Remember those toilet opportunities you need to look out for? Well, it’s good to encourage your kid to go before you leave the house, and again before getting into the plane, train or car. After that, you can schedule regular toilet breaks with a timer instead of relying on them telling you they need to go. Just set your alarm to poo time.
A potty and toilet training travel kit can also help you prepare for long journeys. Here’s a list of gear that can make being on-the-go easier for dads, mums and little bums.
- Portable potty or toilet seat
- Car seat protector
- Spare clothes
- Waterproof bag
- Hand sanitiser and toilet roll or flushable wipes
What about long car rides?
You need to go again? Not every potty or toilet training break needs to happen at a service station. As long as it’s safe, your child might not be fussy about weeing or pooing in spur-of-the moment alfresco locations. Ah, the freedom!
Potty and toilet training on the go can feel like stepping into a whole new world. But having good info at your fingertips means there’s no need to feel overwhelmed.

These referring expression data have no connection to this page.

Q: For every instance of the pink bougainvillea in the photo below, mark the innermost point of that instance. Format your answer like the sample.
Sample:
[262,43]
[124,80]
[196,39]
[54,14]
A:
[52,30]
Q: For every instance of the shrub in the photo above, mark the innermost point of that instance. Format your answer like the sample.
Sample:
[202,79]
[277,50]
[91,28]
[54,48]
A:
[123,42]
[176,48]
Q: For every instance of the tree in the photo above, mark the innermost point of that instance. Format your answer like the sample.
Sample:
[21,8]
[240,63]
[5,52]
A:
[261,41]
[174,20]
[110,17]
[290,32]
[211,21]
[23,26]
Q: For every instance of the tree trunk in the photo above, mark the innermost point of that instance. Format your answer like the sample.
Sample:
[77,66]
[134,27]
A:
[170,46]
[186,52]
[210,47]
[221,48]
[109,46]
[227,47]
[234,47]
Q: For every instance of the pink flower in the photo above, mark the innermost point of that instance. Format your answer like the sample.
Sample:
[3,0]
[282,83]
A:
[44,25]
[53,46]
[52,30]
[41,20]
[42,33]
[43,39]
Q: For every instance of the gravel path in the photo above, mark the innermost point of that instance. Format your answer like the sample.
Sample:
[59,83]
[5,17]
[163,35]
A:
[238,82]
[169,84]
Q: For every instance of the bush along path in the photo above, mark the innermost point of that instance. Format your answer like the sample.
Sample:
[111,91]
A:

Here are some key reminders of the ways you can help your little one stay confident and clean wherever they are, and supercharge their independence:
1. Take it slow
Potty and toilet training isn’t a race and every kid’s different. Take it one step at a time – from home to the park and beyond. Remember to celebrate these victories: each small step can feel like a giant leap on your adventure!
2. Be sensitive to feelings
What’s that noise? Is it a monster?!? Remember that even the sound of the flush can seem scary to kids at first. They might need reassuring it’s not a monster – or that it’s a friendly one…
3. Stay positive
There will be setbacks, accidents, ups and downs… but it’s important to stay potty-positive. Nothing ever goes exactly to plan, and that’s fine! Be patient and kind so your kid’s confidence never wavers.
4. Be consistent
They say it takes a village to raise a child, so think about the other people in your child’s life. Nursery staff, other family members… Keep them up to speed on your training choices so they can use them too.
5. Avoid nappies
Hmmm, maybe just this once? Holidays and big days out make nappies tempting, but it can be confusing for your kid to go back to wearing one once they’re getting the hang of the potty or toilet. Try to keep nappies a night-time thing.
6. Expect accidents
Potty and toilet training accidents are normal. That’s true anywhere, but especially in new surroundings. You don’t have to see accidents as a negative thing – they can be a fun opportunity for your child to understand what it means to be clean. Always pack spare clothing, just in case.
“I’m sorry I can’t go out, I’m toilet training” is a phrase no one needs to say.
As you can see, potty and toilet training doesn’t mean you’re trapped indoors. Getting out there is part of the fun. There will be setbacks, sure, but you can always switch things up and mix and match training methods if you need to. Remember, everyone’s different. It’s about finding what’s right for you and your kid. And we’ll be here to support you at every step (yes, even with poonamis on the bus).
So, whenever you’re ready, get out there! The next step of your toilet training adventure is waiting for you.